Ch 4 — Linear Models for Classification
Discriminant functions, generative vs discriminative models, logistic regression, Laplace approximation.
In regression, the target \(t\) is continuous; in classification, it’s a label from \(K\) discrete classes. Bishop organizes classifiers along a spectrum of how directly they go from inputs to labels:
| Approach | Models | Pros | Cons |
|---|---|---|---|
| Discriminant function | \(f: \mathbf{x} \to k\) directly | Simple, often fast | No probabilities — no calibrated confidence |
| Discriminative probabilistic | \(p(\mathcal{C}_k \mid \mathbf{x})\) directly | Calibrated probabilities | Doesn’t model the input distribution |
| Generative | \(p(\mathbf{x} \mid \mathcal{C}_k)\) and \(p(\mathcal{C}_k)\) | Lets you sample inputs, handle missing data | Hardest to learn; bad in high dimensions |
This chapter covers all three for linear decision boundaries.
Prerequisites
- Linear algebra: projections, eigenvectors (for Fisher’s LDA).

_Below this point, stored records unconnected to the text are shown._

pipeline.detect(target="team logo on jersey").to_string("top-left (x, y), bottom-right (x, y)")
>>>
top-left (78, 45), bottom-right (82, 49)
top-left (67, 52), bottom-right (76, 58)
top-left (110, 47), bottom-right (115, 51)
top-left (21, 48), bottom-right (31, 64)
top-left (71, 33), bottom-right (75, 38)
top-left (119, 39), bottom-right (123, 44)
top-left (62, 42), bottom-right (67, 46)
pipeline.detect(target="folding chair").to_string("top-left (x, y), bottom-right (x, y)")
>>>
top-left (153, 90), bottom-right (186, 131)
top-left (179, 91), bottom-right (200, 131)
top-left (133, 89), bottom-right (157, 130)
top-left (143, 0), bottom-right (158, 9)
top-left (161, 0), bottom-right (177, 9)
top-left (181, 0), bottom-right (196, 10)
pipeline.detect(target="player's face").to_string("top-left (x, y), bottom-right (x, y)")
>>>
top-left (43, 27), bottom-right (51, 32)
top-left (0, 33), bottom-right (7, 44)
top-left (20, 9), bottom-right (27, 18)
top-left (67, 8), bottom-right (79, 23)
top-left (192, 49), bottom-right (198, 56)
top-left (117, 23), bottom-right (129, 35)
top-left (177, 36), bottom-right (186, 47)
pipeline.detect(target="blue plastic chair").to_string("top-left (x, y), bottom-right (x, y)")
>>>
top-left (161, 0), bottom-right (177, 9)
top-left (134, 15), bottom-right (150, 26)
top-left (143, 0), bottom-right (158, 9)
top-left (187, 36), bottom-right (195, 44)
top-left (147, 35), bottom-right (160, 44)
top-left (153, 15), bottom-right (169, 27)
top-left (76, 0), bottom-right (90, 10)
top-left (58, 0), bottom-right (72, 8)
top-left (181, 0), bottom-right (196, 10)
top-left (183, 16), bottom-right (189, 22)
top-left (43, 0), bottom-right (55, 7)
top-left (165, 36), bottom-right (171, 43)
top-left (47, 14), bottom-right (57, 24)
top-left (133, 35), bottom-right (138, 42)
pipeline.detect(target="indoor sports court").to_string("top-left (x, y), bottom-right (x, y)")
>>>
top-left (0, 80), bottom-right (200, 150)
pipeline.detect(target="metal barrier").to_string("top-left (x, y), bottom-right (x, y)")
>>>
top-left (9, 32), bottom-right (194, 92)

- Probability: Gaussians, the multivariate Gaussian’s log-density (Ch 2).
- Calculus: the gradient and Hessian; Newton’s method.
4.1 Discriminant Functions
A linear discriminant for two classes is
\[y(\mathbf{x}) = \mathbf{w}^{\top}\mathbf{x} + w_0,\]with the decision rule “predict \(\mathcal{C}_1\) if \(y(\mathbf{x}) \geq 0\), else \(\mathcal{C}_2\).” The decision boundary \(y = 0\) is a hyperplane.
For \(K > 2\) classes, the one-vs-rest trick (one binary classifier per class) and the one-vs-one trick (\(K(K-1)/2\) pairwise classifiers) both leave ambiguous regions. The clean fix is to use \(K\) linear discriminants \(y_k(\mathbf{x}) = \mathbf{w}_k^{\top}\mathbf{x} + w_{k0}\) and assign \(\mathbf{x}\) to the class with the largest \(y_k\).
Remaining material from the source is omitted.